A REIT is a Real Estate Investment Trust.
This basically means a number of people with money to invest, invest in Real Estate through a REIT. They do not have the direct holdings of real estate, but all the assets are invested in Real Estate, the holdings can be Residential, Commercial, Strip Malls, etc., and any rents (revenue) collected are then used to maintain the building, pay any taxes, and then any leftover monies is divided up and paid out as dividends to the investors of the REIT.
These REITs can be Publicly traded on the stock market, or Privately held.
They are essential to the Primary Mortgage Market, so the next time you think about getting a mortgage, and wonder, who is putting up the money so I can buy a home? It's not always, "The bank down the street." Many times it's large corporations with enormous amounts of money that like to invest in solid investments, not looking for HUGE returns, but have collateral associated with the debt. Which is what makes Real Estate the PERFECT investment for these groups. Such companies like Insurance companies, corporations, etc.

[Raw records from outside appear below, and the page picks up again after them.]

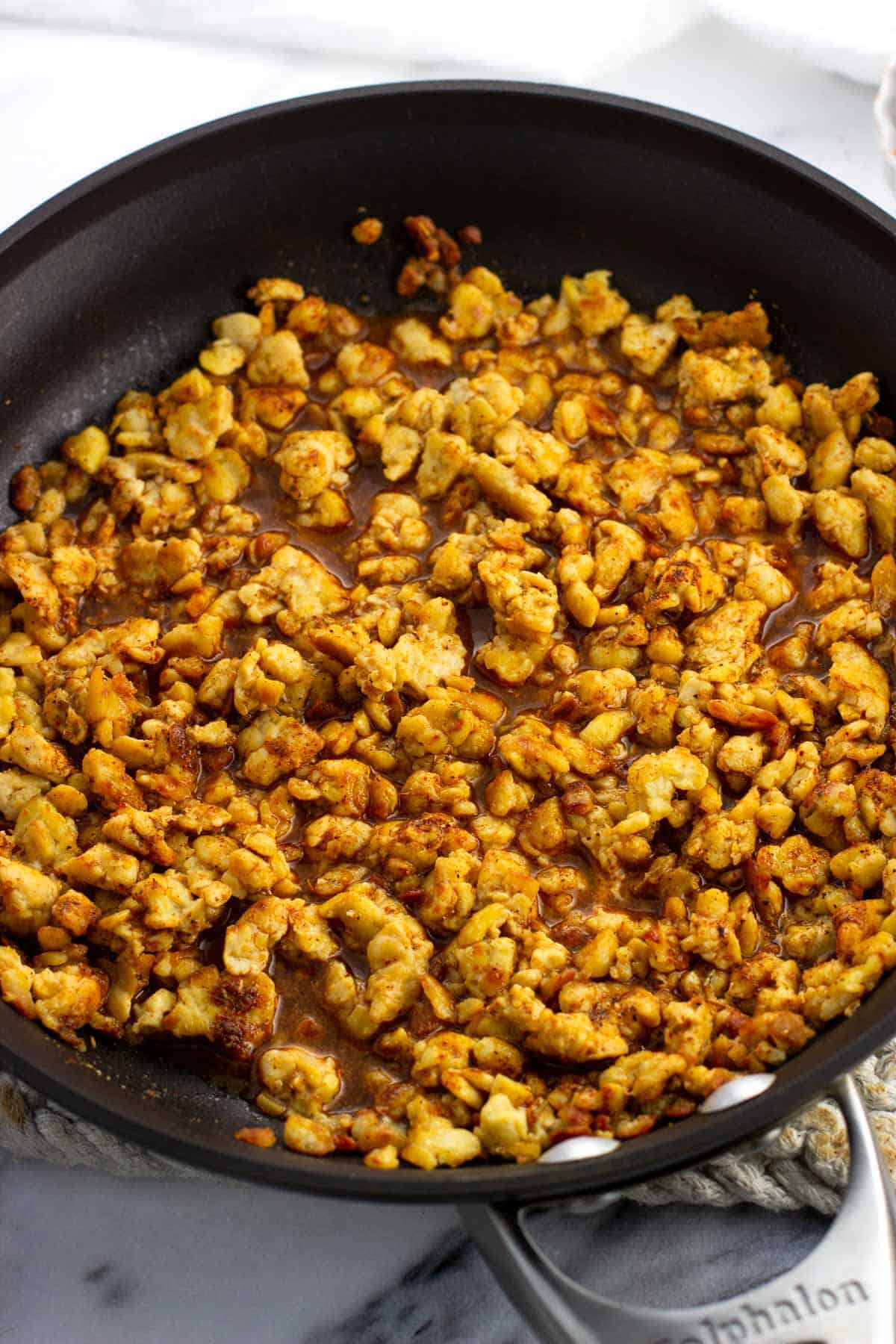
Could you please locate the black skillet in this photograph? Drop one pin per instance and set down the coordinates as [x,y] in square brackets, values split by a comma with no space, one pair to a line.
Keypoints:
[112,285]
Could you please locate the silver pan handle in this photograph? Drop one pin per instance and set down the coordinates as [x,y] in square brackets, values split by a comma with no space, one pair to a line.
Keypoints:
[842,1293]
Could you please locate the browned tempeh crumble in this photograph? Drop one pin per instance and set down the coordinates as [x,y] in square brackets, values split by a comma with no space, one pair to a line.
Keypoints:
[507,695]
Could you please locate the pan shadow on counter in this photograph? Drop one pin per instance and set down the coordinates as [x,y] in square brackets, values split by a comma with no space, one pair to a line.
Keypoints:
[92,1257]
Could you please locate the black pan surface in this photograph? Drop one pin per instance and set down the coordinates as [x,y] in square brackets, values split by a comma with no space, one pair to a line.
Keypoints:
[112,284]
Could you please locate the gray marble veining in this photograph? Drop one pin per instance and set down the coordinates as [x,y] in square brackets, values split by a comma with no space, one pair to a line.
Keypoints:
[92,1260]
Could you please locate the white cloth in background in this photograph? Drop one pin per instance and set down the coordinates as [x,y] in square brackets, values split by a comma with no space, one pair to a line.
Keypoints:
[80,87]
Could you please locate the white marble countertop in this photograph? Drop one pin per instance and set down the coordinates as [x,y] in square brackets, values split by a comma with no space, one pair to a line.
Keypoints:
[87,1257]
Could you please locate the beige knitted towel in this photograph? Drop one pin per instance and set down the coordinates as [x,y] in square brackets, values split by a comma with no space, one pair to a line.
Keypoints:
[805,1167]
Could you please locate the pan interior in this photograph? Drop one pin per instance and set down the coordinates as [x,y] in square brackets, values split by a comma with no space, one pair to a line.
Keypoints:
[113,285]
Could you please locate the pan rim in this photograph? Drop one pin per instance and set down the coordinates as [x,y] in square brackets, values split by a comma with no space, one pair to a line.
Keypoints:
[664,1151]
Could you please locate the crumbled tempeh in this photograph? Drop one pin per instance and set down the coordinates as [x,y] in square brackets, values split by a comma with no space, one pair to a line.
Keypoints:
[479,727]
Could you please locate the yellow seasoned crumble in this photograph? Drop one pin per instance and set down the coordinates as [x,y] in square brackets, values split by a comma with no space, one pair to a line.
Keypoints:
[504,694]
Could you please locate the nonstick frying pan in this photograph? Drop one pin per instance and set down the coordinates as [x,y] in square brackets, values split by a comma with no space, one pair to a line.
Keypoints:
[112,284]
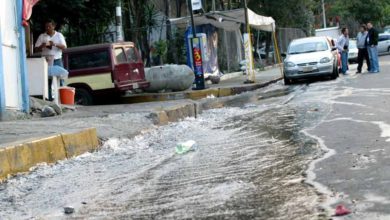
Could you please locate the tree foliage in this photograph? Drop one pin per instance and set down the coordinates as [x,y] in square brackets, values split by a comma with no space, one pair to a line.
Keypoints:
[377,11]
[82,21]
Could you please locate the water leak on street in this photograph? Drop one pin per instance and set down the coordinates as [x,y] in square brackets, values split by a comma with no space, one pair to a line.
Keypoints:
[250,162]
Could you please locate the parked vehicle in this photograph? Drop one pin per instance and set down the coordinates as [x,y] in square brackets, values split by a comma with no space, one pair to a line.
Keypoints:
[332,32]
[384,43]
[262,53]
[309,58]
[103,69]
[353,51]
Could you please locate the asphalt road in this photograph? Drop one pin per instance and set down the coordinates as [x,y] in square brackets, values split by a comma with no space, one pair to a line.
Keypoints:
[294,153]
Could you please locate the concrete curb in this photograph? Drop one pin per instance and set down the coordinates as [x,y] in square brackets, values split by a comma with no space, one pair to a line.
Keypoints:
[197,94]
[21,157]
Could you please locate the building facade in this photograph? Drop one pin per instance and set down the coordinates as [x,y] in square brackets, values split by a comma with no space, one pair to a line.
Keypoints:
[14,97]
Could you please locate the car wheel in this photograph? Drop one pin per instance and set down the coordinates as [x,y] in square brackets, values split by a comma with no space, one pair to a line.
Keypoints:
[83,97]
[287,81]
[215,79]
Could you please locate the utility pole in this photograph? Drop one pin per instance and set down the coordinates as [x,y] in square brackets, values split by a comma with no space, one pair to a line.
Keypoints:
[196,54]
[248,48]
[323,13]
[118,21]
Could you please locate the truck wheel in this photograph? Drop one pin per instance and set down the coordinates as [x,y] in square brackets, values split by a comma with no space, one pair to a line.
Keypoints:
[215,79]
[83,97]
[287,81]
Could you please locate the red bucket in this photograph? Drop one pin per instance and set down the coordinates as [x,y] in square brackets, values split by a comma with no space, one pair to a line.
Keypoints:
[67,95]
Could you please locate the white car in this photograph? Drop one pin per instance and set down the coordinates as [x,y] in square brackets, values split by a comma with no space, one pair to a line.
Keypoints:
[352,52]
[310,58]
[384,43]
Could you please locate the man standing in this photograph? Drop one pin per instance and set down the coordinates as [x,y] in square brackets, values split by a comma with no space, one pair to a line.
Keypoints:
[372,43]
[361,45]
[342,46]
[51,43]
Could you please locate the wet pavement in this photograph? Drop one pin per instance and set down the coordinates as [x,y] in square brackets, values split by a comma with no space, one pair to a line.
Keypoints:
[295,152]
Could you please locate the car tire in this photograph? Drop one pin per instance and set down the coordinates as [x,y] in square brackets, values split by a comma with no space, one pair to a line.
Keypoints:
[83,97]
[287,81]
[215,79]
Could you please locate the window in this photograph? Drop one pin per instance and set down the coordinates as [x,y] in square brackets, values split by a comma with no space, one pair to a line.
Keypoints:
[131,54]
[382,38]
[89,60]
[120,55]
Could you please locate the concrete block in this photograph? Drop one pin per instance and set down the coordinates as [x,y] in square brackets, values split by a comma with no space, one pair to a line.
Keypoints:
[81,142]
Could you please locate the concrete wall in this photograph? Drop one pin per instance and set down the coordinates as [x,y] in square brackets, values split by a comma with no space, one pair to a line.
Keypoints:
[14,97]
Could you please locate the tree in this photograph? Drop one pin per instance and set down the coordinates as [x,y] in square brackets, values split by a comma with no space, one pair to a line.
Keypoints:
[82,21]
[376,11]
[142,18]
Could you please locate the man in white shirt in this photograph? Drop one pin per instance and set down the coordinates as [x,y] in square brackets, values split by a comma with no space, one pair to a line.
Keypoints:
[342,46]
[51,43]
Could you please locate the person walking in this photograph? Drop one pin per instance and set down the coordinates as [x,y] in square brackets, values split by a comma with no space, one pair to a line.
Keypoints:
[342,46]
[361,45]
[372,48]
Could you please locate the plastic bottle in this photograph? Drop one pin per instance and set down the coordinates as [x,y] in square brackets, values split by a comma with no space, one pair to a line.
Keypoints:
[184,147]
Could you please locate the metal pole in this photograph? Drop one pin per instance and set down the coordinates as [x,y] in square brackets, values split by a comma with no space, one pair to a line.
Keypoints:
[323,13]
[196,54]
[250,72]
[118,21]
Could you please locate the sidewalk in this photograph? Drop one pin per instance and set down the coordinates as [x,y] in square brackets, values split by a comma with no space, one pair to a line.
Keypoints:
[26,143]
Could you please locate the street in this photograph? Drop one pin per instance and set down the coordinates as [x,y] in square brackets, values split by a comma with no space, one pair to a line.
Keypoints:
[294,153]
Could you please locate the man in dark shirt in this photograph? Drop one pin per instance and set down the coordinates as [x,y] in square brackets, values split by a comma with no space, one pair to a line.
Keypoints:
[372,48]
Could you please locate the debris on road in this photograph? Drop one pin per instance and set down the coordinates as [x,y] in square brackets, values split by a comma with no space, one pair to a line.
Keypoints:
[68,210]
[184,147]
[342,210]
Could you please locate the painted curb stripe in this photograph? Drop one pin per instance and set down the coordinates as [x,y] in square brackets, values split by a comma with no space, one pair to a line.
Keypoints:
[21,157]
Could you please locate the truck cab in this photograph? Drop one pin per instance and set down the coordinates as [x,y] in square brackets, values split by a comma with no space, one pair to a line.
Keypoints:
[106,70]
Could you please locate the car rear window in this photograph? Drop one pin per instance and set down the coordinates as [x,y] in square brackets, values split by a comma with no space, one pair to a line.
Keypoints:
[384,37]
[120,55]
[131,54]
[89,60]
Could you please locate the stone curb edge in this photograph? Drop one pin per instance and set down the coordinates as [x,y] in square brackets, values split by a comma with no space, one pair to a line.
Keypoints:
[198,94]
[21,157]
[17,158]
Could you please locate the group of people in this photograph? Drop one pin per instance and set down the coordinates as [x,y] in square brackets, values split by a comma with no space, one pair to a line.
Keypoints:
[367,42]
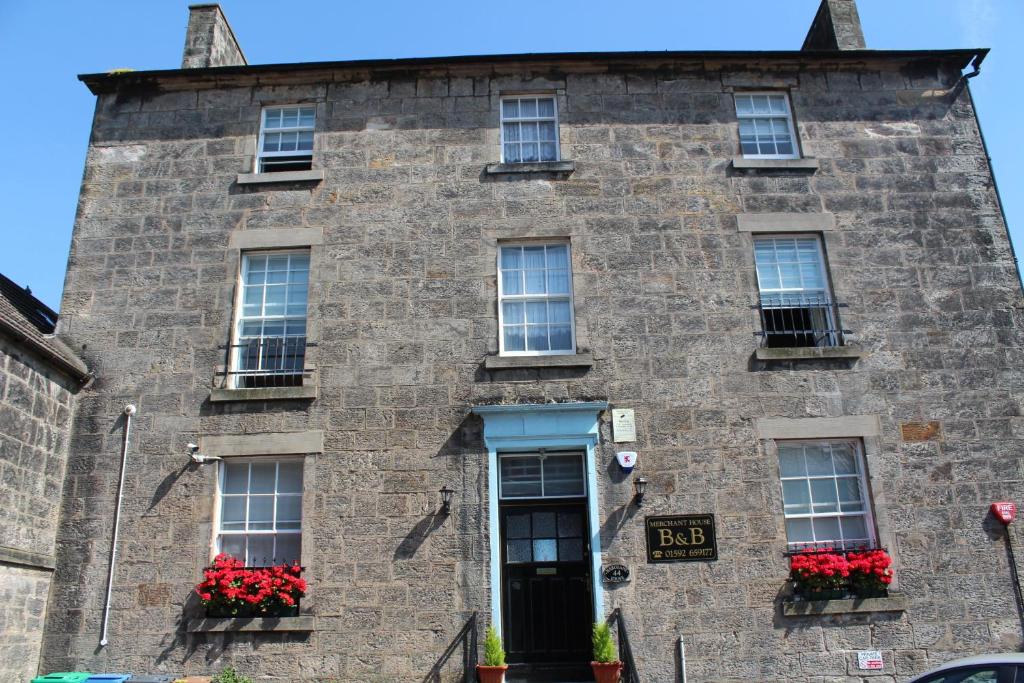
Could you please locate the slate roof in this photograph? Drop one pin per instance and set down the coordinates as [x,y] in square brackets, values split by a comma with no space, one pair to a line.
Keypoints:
[32,323]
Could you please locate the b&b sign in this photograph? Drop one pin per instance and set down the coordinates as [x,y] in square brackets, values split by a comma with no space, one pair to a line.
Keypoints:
[681,539]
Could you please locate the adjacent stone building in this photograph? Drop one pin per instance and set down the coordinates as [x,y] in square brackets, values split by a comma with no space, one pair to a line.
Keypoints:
[39,379]
[351,285]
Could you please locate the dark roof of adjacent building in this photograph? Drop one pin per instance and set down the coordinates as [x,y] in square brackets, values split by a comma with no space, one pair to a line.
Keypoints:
[110,82]
[30,322]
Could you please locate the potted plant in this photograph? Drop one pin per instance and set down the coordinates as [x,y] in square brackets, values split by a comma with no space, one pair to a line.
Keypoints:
[605,665]
[870,572]
[494,667]
[819,574]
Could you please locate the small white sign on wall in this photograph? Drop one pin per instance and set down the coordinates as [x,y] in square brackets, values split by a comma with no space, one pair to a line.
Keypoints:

The Secondary Mortgage Market is like the "back end" of the mortgage market. A few days ago, I mentioned that many times, the mortgage you get is "assigned" to another bank just weeks after closing escrow. This is common, and does not mean that they do not want you as a client. It just means that another bank was interested in investing in "the type of loan" you contracted. If you've ever heard of the bond market, well, mortgages are typically traded very tightly to what the bond market is doing, that is because in order to keep interest rates low for borrowers, the banks look for very conservative investments that they can trade against, the bond market is perfect for this, and typically, is connected to the stock market with an inverse relationship. So when the Bond market is down, the stock market is up, also, when the Bond market is up, the stock market is down... Again, this is typically... but occasionally, both can be up, and both can be down. Also, many times the bank that lends you money initially, they borrow the money from a "Warehouse Lender" and is usually borrowed with the intention of paying off the warehouse line within 30 days. Also, there can be significant fees for the lender if they do not pay off their warehouse line within 30 days. That is another reason why you may see the bank you pay your mortgage to, may change within the first few weeks of closing escrow.